Getting Started Now. The gradual evolution in fuel and vehicle technology means that the transition to cleaner fuels will happen over time, rather than through a single transformation. Accordingly, companies need to make informed decisions on how they will meet interim and end-state emission targets. Questions to consider include:

  • Which strategy will we pursue: operational simplicity or lowest cost?
  • Do we need a single solution for different vehicles and applications across the entire business, or can we mix and match?
  • What is the total cost of ownership for each solution, factoring in fuel, new fleets, new workforce skills, and the storage and refueling infrastructure required for different solutions? When we factor in productivity elements such as vehicle operational time, how does this change the cost equation?
  • How can I synchronize my fleet replacement cycles and interim emissions targets with various technologies as they become available?

Putting the Enablers in Place. Even after companies choose specific technologies, they need to plan for the transition in terms of coordinating pilots, retraining the workforce, securing the new fleet and fuel supply contracts, and building onsite storage and refueling infrastructure. For example, if a company opts for renewable electricity or green hydrogen, our analysis found that the electricity demand for a single fleet or site would increase by up to tenfold. This means companies must carefully consider how they will access such a significant increase in renewable power.

Forging the Right Partnerships. Solving these challenges will require companies to partner with OEMs, energy suppliers, oil and gas companies, unions, even industry peers, in order to find more cohesive, fit-for-purpose solutions. Building partnerships across the entire value chain for heavy vehicles and equipment will allow stakeholders to pool resources, combine expertise, co-invest in ways that minimize the risks associated with high fixed cost investments, and deliver sustainable outcomes at scale more quickly.

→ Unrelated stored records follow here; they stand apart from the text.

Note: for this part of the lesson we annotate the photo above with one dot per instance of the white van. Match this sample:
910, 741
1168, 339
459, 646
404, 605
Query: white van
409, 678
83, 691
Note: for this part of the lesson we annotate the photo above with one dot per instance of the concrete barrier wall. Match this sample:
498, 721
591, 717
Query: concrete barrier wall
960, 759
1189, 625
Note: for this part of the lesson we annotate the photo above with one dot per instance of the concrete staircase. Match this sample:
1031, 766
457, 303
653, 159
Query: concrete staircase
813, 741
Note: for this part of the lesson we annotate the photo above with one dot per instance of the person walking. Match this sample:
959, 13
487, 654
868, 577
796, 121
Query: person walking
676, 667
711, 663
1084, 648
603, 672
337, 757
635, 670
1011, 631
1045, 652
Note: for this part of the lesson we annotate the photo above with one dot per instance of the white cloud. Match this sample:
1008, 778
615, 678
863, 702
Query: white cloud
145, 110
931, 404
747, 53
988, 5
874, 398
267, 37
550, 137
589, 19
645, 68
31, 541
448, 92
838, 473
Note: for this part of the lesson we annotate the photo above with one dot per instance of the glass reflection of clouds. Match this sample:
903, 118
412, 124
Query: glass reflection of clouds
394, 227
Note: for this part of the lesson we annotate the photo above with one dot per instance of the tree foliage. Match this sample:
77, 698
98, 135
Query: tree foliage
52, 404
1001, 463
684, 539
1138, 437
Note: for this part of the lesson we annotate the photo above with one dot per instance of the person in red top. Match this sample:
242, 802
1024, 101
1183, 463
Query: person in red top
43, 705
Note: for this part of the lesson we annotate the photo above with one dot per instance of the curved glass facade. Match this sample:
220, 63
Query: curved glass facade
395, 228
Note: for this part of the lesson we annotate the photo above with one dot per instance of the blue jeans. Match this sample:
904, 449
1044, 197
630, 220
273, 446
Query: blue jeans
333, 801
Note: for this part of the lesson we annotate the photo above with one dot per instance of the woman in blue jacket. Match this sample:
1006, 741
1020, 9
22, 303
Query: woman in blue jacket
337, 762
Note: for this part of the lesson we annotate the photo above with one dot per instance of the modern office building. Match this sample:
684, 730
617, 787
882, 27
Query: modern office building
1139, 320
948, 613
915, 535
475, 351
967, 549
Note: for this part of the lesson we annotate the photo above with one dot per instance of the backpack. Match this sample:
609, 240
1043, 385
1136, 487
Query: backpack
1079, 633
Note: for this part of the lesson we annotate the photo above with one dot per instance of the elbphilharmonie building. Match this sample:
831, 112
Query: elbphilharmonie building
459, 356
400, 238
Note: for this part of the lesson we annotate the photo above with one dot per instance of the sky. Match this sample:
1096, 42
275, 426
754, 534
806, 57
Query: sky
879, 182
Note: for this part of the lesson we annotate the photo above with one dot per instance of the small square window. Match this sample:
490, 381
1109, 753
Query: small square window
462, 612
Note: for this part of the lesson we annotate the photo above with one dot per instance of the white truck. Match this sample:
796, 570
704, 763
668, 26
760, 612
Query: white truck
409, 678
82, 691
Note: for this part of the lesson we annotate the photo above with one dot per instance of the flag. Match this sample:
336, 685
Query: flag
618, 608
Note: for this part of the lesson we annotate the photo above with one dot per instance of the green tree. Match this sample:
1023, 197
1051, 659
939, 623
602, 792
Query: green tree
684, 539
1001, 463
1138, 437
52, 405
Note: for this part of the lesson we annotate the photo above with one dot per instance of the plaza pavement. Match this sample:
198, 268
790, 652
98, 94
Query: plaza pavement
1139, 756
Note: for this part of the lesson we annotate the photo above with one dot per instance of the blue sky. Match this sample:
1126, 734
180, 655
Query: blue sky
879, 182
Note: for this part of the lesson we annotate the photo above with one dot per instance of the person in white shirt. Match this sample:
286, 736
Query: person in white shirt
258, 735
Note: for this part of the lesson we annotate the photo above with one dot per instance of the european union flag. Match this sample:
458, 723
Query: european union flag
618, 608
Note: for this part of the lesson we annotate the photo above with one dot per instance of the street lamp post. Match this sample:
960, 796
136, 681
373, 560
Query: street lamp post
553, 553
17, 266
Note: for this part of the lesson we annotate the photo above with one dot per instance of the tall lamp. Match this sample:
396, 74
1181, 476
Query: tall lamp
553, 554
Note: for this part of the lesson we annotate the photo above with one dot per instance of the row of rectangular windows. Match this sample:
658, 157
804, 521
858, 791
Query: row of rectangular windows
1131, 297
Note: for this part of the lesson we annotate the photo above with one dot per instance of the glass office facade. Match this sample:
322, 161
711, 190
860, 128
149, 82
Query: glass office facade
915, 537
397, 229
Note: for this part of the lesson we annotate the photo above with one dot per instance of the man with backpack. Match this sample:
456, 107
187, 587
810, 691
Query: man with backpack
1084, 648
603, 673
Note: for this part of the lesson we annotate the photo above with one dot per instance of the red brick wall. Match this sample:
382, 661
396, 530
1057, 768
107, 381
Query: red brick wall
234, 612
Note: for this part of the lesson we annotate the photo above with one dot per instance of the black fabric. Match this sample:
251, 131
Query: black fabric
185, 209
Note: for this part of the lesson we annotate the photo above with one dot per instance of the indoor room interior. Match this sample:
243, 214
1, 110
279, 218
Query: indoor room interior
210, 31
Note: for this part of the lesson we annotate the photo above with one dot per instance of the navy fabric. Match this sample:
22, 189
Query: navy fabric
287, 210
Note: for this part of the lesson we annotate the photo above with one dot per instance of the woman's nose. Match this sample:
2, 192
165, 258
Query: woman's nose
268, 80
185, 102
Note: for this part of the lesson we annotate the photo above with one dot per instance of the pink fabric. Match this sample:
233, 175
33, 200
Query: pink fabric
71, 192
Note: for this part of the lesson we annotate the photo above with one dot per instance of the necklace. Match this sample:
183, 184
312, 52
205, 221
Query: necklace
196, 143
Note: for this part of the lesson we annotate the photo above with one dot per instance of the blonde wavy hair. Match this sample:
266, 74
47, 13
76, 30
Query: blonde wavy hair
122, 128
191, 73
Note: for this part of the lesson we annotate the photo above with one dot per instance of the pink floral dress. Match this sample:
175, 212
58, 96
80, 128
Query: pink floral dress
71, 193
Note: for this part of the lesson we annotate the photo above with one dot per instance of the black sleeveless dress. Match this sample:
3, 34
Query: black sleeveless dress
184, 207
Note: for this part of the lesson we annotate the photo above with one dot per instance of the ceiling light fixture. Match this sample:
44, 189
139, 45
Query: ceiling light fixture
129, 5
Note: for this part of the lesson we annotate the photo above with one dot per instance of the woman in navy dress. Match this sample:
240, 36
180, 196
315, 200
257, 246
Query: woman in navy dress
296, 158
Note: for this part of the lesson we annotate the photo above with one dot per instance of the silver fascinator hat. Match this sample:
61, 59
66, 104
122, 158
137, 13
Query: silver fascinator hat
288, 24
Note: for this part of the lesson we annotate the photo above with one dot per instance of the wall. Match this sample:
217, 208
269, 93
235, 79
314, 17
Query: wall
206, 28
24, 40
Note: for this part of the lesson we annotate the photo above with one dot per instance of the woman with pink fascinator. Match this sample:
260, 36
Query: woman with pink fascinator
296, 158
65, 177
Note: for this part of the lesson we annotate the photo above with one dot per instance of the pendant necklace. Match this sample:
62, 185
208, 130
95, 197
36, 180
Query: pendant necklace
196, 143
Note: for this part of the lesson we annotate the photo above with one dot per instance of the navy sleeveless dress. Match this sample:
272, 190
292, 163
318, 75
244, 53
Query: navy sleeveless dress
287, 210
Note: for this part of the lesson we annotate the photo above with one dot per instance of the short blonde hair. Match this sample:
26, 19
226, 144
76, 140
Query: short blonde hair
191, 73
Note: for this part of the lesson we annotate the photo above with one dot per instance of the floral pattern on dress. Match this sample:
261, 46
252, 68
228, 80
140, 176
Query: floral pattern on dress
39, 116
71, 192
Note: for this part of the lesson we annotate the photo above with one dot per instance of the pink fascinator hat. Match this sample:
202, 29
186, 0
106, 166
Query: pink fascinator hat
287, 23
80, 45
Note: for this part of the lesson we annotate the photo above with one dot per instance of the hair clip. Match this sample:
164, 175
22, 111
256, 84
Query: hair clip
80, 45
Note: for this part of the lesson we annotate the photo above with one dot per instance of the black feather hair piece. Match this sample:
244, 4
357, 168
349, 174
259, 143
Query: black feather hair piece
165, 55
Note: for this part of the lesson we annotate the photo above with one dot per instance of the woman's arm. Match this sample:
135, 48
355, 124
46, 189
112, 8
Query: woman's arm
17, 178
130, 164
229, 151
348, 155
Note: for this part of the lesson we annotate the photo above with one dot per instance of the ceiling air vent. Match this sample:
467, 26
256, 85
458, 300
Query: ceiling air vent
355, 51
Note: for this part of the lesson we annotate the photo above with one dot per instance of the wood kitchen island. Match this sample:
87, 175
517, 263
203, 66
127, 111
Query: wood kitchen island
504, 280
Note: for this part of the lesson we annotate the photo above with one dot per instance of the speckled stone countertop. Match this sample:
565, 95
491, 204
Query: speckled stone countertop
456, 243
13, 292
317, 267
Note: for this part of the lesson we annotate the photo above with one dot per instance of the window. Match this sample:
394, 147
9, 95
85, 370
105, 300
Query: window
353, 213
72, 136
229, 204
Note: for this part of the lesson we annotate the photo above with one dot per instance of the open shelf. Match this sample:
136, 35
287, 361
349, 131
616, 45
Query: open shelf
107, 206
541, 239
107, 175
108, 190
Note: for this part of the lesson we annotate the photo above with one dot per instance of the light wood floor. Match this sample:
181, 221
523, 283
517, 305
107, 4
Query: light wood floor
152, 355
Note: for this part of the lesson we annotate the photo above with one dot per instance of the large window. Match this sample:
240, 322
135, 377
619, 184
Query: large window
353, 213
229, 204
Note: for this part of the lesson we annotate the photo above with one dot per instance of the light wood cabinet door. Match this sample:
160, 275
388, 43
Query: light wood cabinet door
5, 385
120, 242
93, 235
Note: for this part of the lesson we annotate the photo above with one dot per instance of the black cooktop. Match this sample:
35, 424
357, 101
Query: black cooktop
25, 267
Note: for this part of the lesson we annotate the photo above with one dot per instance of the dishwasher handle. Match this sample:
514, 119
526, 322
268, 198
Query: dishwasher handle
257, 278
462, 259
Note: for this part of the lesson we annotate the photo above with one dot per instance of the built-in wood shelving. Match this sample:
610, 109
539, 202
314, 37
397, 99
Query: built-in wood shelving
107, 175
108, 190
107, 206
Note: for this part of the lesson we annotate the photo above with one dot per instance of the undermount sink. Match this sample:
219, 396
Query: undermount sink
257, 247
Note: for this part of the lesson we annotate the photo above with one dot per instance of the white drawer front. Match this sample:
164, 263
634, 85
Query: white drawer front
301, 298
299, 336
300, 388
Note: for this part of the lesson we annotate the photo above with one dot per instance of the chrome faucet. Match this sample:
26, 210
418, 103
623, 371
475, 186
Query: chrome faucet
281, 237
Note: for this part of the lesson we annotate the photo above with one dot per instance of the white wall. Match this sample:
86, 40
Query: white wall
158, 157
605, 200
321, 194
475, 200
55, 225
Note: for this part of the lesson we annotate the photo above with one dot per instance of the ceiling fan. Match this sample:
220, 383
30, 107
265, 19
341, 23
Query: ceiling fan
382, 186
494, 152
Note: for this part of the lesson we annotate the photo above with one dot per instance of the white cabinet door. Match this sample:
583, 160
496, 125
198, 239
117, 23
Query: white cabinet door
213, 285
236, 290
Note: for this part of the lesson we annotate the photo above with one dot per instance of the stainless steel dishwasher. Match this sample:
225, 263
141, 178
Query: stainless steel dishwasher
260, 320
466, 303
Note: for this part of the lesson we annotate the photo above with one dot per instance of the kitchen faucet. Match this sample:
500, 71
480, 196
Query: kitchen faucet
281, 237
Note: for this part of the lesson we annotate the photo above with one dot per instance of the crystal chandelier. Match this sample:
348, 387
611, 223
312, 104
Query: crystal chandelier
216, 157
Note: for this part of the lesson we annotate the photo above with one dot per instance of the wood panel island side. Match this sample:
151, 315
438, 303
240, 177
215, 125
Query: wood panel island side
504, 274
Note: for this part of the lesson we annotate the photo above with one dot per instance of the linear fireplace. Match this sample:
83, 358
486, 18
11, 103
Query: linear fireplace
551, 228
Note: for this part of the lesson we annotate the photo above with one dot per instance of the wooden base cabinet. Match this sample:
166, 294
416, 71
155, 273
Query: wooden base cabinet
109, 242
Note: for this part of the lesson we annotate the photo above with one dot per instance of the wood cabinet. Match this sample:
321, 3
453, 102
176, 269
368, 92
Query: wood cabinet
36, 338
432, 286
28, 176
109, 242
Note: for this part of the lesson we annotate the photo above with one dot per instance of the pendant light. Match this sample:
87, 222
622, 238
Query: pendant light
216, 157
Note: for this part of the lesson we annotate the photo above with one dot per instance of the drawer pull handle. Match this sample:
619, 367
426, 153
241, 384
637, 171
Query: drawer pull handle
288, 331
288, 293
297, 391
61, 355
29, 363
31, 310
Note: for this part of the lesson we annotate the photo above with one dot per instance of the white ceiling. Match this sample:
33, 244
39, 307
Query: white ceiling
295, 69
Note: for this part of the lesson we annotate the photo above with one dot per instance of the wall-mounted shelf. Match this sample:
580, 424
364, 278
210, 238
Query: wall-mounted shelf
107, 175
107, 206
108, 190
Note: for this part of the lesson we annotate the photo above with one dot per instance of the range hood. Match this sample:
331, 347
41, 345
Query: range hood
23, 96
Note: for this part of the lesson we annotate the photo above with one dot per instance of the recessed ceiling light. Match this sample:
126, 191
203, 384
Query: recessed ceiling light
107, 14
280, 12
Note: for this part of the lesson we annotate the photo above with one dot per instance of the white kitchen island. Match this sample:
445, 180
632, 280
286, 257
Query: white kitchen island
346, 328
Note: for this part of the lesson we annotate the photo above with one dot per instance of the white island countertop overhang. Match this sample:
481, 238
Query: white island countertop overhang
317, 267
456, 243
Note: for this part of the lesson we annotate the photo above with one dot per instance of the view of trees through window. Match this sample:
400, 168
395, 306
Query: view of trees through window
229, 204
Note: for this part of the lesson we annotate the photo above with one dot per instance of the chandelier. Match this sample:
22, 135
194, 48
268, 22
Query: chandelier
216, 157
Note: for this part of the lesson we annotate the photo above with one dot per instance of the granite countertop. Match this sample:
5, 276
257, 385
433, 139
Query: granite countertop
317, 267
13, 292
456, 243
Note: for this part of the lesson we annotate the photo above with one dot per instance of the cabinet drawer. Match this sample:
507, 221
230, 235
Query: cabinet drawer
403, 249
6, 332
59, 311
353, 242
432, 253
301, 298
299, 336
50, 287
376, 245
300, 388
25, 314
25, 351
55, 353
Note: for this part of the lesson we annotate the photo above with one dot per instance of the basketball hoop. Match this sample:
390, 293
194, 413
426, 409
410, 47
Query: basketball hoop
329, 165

Industrial and agricultural companies have high aspirations to reduce their CO2 emissions, but they won’t achieve that goal without addressing the diesel they currently burn in their truck and equipment fleet. Our research shows that eliminating diesel is a feasible goal if companies are willing to either pay more for rapid change or make adjustments at a gradual pace and reasonable cost but with added complexity. Regardless of which path a company chooses, leaders must be willing to consider complex tradeoffs and take deliberate steps to change. With the right mindset, companies can begin rethinking their fleet today and put themselves on a direct path to a more sustainable tomorrow.